Par acte de commissaire de justice signifié le 7 août 2024, l’ O.P.H ROUEN HABITAT a fait signifier à Monsieur [X] [O] un commandement de payer dans un délai de deux mois visant la clause résolutoire, la somme de 1.410,28 euros en principal, au titre des loyers et charges impayés, arrêtée au 31 juillet 2024.
Par notification électronique du 9 août 2024 l’ O.P.H ROUEN HABITAT a saisi la commission de coordination des actions de prévention des expulsions locatives (CCAPEX) de la situation d’impayés de loyers.

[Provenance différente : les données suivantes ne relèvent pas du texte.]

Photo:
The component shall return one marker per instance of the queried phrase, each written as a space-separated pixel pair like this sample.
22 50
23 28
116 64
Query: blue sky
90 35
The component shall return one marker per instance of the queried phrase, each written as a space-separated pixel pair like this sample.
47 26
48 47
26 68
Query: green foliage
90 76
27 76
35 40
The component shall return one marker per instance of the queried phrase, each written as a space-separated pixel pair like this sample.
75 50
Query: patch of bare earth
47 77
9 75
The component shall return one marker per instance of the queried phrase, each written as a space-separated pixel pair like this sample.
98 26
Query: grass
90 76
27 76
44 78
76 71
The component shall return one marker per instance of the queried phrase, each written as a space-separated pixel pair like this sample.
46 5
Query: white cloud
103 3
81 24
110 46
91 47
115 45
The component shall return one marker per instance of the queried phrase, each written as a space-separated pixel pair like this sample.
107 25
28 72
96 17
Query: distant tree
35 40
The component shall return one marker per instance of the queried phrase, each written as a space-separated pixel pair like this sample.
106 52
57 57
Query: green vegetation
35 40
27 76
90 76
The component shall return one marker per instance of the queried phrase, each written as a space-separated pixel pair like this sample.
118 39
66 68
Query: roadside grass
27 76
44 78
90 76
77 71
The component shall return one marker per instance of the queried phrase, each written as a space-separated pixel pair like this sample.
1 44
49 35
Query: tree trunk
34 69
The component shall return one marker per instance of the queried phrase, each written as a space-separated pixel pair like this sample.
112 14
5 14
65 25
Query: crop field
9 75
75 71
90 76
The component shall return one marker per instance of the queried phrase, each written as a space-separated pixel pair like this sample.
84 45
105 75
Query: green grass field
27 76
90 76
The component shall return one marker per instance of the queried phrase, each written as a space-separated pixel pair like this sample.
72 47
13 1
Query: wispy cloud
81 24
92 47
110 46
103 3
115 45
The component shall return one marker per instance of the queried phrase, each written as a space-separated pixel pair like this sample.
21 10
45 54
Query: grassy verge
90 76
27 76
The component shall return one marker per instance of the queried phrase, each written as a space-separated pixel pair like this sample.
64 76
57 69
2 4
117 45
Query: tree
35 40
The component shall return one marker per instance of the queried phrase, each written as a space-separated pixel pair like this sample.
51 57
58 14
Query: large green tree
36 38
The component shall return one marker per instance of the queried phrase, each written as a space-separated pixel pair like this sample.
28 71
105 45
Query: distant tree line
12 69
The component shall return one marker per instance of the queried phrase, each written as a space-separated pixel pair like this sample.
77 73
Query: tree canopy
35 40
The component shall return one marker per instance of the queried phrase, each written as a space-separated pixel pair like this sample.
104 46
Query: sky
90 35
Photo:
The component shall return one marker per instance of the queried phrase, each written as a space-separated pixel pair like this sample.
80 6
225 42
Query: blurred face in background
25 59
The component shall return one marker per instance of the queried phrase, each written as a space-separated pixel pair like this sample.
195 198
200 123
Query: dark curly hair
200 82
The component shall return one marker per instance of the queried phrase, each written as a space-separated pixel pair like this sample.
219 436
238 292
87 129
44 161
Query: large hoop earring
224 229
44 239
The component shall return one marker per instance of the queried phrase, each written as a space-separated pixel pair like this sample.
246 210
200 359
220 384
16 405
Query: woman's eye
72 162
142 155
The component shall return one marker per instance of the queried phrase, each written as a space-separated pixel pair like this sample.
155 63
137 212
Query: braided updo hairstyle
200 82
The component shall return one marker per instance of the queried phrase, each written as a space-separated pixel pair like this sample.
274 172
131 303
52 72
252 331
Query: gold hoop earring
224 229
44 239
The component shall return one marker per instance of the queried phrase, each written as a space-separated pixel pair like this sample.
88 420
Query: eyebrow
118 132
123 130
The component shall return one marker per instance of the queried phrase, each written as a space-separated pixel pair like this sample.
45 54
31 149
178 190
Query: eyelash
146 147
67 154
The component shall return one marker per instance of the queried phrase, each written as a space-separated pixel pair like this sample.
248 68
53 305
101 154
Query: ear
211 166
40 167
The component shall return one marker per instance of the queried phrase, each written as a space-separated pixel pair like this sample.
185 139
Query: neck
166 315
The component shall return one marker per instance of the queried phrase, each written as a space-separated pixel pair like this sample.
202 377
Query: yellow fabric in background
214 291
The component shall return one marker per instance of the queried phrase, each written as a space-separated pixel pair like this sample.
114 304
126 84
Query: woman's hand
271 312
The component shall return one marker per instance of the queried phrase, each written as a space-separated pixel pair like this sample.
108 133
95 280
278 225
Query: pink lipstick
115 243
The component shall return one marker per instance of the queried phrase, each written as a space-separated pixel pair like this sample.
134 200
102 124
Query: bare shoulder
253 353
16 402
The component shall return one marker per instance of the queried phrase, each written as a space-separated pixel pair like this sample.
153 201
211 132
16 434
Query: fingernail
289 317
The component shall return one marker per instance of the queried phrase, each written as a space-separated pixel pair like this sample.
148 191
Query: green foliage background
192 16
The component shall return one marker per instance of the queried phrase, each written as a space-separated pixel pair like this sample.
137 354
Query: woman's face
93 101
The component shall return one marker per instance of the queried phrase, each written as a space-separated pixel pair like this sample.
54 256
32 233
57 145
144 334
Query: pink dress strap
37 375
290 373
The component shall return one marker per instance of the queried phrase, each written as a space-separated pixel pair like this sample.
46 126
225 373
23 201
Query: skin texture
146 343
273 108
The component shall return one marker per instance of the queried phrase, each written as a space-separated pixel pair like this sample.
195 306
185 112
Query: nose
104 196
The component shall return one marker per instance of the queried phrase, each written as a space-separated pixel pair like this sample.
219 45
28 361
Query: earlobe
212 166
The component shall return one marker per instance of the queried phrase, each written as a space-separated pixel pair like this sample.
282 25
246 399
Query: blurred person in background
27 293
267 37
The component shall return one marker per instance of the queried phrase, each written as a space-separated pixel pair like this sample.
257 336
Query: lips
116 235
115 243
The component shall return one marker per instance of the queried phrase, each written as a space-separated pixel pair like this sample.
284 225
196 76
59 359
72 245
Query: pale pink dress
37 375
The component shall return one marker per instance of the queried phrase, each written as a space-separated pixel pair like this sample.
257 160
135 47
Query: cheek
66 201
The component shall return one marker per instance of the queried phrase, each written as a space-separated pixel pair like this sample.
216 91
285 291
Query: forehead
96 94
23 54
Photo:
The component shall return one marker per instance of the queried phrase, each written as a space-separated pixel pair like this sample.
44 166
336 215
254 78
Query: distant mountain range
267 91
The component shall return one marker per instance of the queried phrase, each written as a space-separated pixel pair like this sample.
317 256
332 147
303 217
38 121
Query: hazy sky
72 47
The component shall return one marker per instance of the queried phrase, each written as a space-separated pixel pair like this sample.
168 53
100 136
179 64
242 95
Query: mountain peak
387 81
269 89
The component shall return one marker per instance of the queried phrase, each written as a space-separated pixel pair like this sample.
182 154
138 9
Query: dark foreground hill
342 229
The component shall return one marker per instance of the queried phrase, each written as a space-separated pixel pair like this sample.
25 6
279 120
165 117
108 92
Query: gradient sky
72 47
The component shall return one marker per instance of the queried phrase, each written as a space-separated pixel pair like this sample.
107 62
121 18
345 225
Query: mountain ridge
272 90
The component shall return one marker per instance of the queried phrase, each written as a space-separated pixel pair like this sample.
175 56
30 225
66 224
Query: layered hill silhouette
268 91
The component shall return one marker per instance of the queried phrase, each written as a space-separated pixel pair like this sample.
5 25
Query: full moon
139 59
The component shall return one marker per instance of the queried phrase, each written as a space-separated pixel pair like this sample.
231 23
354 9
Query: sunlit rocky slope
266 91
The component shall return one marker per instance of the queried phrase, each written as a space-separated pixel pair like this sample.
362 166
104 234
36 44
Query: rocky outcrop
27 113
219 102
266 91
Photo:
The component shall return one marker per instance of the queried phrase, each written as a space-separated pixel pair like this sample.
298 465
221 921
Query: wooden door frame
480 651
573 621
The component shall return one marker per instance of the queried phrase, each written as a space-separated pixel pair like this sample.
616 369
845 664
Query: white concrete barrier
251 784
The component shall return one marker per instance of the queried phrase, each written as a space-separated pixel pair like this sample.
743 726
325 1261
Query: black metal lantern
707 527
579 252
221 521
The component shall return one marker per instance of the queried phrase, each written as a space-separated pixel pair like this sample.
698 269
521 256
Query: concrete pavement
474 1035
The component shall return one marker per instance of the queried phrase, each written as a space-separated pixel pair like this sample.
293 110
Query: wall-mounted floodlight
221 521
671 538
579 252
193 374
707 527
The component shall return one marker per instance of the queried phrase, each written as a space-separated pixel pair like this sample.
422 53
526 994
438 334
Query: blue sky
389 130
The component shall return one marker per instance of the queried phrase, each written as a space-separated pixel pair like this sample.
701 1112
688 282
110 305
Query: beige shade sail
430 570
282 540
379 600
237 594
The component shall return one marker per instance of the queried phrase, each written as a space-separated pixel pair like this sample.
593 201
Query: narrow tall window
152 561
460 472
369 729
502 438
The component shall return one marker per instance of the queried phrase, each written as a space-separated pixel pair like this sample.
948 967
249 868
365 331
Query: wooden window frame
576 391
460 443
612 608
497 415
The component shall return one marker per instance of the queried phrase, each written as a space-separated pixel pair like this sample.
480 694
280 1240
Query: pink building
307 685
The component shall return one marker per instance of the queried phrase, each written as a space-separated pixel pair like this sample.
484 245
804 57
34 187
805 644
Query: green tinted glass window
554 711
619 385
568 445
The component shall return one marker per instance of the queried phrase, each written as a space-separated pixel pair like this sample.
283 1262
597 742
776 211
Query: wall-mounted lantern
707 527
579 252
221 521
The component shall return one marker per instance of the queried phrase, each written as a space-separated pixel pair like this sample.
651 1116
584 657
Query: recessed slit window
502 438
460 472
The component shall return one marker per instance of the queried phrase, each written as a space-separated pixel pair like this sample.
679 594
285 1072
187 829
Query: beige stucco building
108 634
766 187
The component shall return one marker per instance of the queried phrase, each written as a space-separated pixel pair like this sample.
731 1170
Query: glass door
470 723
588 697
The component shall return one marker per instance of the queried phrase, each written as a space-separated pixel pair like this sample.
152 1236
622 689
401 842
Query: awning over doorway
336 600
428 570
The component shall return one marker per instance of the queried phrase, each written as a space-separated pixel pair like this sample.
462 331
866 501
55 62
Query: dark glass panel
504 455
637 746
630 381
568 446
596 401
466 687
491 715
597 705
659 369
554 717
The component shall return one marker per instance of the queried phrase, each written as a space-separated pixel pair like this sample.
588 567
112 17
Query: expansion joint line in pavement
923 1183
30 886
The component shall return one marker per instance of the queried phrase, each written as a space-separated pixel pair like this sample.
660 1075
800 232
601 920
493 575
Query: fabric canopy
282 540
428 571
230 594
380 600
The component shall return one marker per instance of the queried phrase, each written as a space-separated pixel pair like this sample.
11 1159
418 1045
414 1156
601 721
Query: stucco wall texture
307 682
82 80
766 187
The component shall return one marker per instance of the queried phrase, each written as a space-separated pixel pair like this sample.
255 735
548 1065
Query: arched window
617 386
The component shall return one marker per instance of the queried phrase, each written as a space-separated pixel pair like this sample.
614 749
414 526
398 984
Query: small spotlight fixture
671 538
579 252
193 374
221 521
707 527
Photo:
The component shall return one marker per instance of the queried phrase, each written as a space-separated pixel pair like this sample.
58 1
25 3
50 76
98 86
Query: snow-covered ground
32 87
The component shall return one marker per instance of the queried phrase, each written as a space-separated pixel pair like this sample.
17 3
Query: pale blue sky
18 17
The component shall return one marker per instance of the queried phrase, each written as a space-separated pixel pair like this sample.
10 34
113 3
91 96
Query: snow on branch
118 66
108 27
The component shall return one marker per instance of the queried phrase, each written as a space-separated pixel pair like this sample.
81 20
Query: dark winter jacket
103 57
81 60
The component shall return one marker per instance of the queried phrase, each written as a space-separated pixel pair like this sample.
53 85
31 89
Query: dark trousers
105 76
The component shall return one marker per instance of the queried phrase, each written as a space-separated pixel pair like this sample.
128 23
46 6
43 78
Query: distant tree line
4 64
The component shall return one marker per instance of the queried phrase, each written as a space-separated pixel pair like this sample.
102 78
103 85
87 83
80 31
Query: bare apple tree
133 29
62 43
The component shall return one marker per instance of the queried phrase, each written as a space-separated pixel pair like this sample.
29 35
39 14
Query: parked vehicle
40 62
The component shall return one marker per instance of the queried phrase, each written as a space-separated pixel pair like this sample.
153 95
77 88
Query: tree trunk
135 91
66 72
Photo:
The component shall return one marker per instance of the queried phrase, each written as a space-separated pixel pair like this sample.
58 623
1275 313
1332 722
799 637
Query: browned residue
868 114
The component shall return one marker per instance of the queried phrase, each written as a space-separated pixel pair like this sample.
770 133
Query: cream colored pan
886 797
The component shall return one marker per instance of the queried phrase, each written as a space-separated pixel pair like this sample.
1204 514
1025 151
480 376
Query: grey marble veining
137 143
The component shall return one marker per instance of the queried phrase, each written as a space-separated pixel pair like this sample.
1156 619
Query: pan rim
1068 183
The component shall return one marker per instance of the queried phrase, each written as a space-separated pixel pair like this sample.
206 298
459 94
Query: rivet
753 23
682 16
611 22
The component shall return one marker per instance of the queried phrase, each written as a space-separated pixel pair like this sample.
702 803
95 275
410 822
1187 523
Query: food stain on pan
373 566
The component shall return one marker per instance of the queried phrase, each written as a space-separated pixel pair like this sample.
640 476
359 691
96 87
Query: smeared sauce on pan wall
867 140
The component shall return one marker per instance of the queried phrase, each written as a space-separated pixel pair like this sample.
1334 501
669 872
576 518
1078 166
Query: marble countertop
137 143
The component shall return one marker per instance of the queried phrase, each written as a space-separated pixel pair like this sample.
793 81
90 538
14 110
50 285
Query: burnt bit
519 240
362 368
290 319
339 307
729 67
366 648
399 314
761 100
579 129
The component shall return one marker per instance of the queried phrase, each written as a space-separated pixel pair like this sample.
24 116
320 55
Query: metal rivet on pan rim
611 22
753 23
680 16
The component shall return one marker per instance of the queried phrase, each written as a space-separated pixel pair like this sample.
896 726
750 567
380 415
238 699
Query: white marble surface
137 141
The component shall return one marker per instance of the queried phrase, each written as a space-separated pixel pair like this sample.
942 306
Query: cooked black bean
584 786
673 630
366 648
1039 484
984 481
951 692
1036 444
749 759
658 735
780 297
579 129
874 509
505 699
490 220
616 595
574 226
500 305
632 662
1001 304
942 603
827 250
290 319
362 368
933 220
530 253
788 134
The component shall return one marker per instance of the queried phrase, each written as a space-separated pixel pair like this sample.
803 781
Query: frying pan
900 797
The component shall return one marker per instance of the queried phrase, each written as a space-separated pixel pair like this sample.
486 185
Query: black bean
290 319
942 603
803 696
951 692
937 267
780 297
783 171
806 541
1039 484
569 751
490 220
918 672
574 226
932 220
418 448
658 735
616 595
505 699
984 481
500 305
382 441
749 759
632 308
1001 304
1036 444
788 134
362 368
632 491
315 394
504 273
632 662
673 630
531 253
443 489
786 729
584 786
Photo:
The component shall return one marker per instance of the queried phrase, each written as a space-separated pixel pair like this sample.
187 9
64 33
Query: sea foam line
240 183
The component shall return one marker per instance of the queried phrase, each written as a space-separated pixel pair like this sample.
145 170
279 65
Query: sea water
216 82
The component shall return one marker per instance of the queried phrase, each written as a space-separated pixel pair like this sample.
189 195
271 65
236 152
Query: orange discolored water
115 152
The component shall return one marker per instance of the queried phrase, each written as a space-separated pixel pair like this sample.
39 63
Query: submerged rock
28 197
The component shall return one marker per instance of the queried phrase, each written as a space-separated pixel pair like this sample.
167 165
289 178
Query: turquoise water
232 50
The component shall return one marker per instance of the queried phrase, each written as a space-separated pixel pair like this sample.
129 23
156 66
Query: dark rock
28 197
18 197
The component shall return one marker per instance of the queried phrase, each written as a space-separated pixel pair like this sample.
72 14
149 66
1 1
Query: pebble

Par acte de commissaire de justice signifié à étude le 22 janvier 2025, l’ O.P.H ROUEN HABITAT a fait assigner Monsieur [X] [O] devant le juge des contentieux de la protection de Rouen aux fins de :
— constater l’acquisition de la clause résolutoire pour défaut de paiement des loyers et charges, consenti aux termes de l’acte susvisé,
— ordonner l’expulsion des lieux loués de Monsieur [X] [O] ainsi que celle de tout occupant de son chef,
— autoriser si nécessaire la SELARL CJSeine, commissaires de justice associés, 34 Rue Jean Lecanuet 76000 ROUEN à se faire assister d’un serrurier ainsi que du concours de la force publique afin de procéder à l’expulsion,
autoriser la séquestration des biens et objets mobiliers se trouvant éventuellement dans les lieux lors de l’expulsion dans un garde meuble du choix du requérant, aux frais et risques de qui il en appartiendra,
— condamner Monsieur [X] [O] en paiement des sommes suivantes :
— de la somme de 3.372,58 euros au titre des loyers et charges impayés,
— une indemnité d’occupation mensuelle égale au montant du loyer actuel et aux charges, jusqu’à libération complète libération des lieux, outre revalorisation légale,
— la somme de 100 euros en application des dispositions de l’article 700 du code de procédure civile,
— la somme de 125,72 euros au titre des dépens, y compris le coût du commandement de payer,
— dire n’y avoir lieu d’écarter l’exécution provisoire.
L’assignation a été dénoncée à la préfecture de la Seine-Maritime le 28 janvier 2025.
À l’audience du 8 juillet 2025, l’ O.P.H ROUEN HABITAT, régulièrement représenté, reprend les termes de son assignation et actualise sa demande en paiement de l’arriéré locatif à la somme de 8.990,52€, dont 4.618,38€ au titre du supplément de loyer solidarité (SLS), selon décompte arrêté au 2 juillet 2025, échéance du mois de juin 2025 incluse.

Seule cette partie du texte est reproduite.